What has already been seen publicly is the interior, revealed in February at an event held at San Francisco’s Transamerica Pyramid. Ferrari commissioned LoveFrom, the design studio co-founded by former Apple design chief Sir Jony Ive and Marc Newson, to take creative responsibility for the entire car, working alongside Ferrari’s internal Style Centre under Flavio Manzoni. The result, at least inside the cabin, is a deliberate rejection of the touchscreen maximalism that has come to define most electric car interiors. Physical controls, machined aluminium surfaces and a three-spoke steering wheel referencing Ferrari’s 1950s and 1960s Nardi-inspired designs dominate the space. A 10-inch screen mounted centrally can swivel on its vertical axis to face either driver or passenger.

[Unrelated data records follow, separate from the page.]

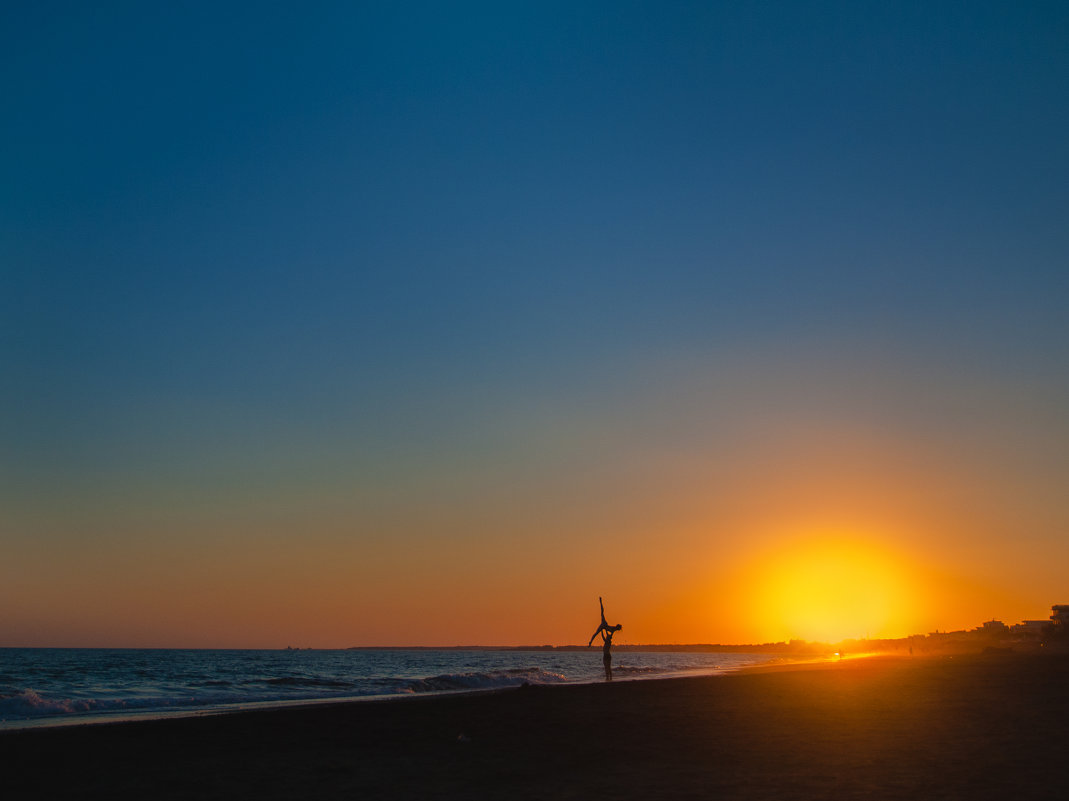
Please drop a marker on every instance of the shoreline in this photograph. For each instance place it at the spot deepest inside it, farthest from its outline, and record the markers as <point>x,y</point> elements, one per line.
<point>975,726</point>
<point>237,707</point>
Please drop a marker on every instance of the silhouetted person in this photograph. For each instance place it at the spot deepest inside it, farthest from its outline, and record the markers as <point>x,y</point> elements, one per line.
<point>606,631</point>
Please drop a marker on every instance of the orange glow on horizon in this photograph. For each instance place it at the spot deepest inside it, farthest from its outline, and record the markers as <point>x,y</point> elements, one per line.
<point>830,587</point>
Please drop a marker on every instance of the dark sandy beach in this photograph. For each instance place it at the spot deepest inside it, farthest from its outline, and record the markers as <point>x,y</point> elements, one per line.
<point>963,727</point>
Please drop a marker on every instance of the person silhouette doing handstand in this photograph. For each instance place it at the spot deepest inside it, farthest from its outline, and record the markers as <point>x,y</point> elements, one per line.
<point>606,631</point>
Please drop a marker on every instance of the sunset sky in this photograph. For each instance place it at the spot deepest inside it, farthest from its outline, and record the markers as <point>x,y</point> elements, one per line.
<point>330,324</point>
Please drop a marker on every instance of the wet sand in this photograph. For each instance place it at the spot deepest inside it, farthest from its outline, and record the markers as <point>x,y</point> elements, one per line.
<point>963,727</point>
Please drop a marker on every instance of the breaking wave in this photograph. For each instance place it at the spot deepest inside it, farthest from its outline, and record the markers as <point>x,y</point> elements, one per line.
<point>491,680</point>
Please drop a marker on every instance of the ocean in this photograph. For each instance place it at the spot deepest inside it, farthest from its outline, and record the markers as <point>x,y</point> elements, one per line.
<point>68,686</point>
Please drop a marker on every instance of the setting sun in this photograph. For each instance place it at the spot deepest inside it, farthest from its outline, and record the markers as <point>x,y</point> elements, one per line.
<point>830,589</point>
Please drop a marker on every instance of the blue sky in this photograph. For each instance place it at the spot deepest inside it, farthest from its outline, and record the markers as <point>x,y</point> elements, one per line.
<point>251,247</point>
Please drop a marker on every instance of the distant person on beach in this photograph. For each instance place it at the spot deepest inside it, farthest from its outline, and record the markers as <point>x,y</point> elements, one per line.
<point>606,631</point>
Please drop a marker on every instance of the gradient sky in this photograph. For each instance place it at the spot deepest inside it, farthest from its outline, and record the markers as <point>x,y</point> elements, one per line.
<point>340,324</point>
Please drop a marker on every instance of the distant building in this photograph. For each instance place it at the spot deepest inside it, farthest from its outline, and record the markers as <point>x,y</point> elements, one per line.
<point>1059,614</point>
<point>1028,629</point>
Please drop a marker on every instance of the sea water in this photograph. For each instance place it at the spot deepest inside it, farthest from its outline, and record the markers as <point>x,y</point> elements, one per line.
<point>64,686</point>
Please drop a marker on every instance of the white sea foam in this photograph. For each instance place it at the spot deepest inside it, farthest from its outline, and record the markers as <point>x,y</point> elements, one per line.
<point>39,686</point>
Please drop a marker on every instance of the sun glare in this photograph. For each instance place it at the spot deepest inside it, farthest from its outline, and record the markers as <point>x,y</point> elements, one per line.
<point>831,589</point>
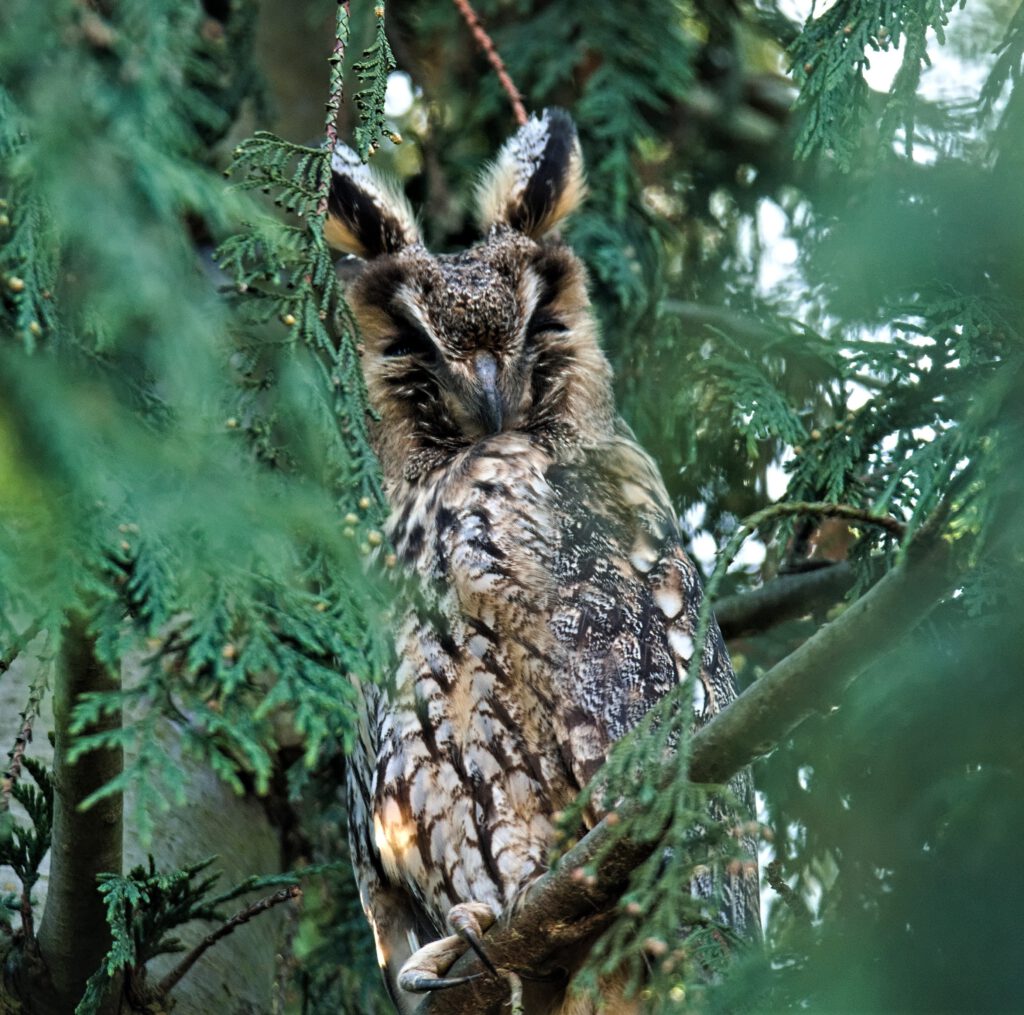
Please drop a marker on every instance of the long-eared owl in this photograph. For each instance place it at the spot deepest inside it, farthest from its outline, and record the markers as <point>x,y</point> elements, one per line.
<point>556,604</point>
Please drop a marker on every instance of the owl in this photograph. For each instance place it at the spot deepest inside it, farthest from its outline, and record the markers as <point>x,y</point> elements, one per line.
<point>552,603</point>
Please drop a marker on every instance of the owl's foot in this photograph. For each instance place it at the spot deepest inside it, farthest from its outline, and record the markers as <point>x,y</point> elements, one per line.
<point>425,969</point>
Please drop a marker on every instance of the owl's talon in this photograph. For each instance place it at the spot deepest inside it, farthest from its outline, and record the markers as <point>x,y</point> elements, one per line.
<point>425,969</point>
<point>469,921</point>
<point>422,982</point>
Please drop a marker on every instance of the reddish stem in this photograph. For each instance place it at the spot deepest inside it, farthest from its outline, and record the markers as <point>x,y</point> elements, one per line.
<point>484,42</point>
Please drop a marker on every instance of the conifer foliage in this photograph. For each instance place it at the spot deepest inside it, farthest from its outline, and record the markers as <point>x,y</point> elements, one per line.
<point>807,278</point>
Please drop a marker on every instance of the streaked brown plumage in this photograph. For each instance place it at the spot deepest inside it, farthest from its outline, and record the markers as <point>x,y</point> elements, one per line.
<point>554,602</point>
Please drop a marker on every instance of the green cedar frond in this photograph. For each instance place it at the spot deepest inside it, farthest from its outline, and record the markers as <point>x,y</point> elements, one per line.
<point>372,71</point>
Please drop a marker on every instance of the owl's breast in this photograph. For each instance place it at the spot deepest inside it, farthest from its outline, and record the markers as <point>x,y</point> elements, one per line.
<point>469,768</point>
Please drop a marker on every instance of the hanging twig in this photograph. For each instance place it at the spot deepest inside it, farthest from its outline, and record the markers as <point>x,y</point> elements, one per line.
<point>36,690</point>
<point>335,92</point>
<point>243,917</point>
<point>484,42</point>
<point>18,646</point>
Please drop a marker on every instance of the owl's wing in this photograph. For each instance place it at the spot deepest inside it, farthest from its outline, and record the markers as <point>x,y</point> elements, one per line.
<point>627,604</point>
<point>398,922</point>
<point>627,616</point>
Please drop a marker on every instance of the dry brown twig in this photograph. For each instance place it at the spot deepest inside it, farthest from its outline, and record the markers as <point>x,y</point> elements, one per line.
<point>484,42</point>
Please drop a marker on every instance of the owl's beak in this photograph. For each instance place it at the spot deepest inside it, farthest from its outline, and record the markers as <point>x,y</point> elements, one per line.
<point>485,368</point>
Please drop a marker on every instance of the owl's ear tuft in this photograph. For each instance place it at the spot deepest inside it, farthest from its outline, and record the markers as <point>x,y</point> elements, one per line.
<point>367,215</point>
<point>537,179</point>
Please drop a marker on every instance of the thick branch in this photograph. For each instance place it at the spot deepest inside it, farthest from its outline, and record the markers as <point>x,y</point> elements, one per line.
<point>74,936</point>
<point>810,679</point>
<point>781,599</point>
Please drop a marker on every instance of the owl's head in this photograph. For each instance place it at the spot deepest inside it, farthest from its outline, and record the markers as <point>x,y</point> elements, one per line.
<point>500,337</point>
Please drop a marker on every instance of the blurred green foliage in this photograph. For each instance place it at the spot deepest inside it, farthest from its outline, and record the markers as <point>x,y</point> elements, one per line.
<point>794,266</point>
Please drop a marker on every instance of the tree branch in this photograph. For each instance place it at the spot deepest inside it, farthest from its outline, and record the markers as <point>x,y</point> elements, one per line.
<point>781,599</point>
<point>74,935</point>
<point>560,911</point>
<point>228,926</point>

Ferrari CEO Benedetto Vigna has been careful to frame the Luce as an addition to the lineup rather than a signal of broader electrification strategy. “This is an addition to the lineup, not a transition,” he has said, reiterating that Ferrari’s 2030 product mix targets 20 percent electric vehicles, 40 percent hybrids and 40 percent internal combustion. Annual production across all models is expected to breach 14,000 units for the first time in 2026, a number that would have seemed ambitious even a decade ago.
The full exterior design has been kept closely guarded throughout the development process, with prototypes spotted only under heavy camouflage or disguised with Maserati Levante bodywork during testing. Speculation has centred on a four-door, four-seat grand tourer profile with aesthetic cues drawn from the Purosangue. Italian customer deliveries are scheduled for late 2026, with UK allocations from early 2027. Allocations across all markets are expected to be extremely limited, following Ferrari’s customary approach of prioritising long-standing customers and those with significant purchase histories with the brand.
Whether the exterior design lives up to the technical and design ambition that the interior suggested remains the central question heading into May 25. For a car carrying this much strategic weight, the Rome reveal will be watched very carefully.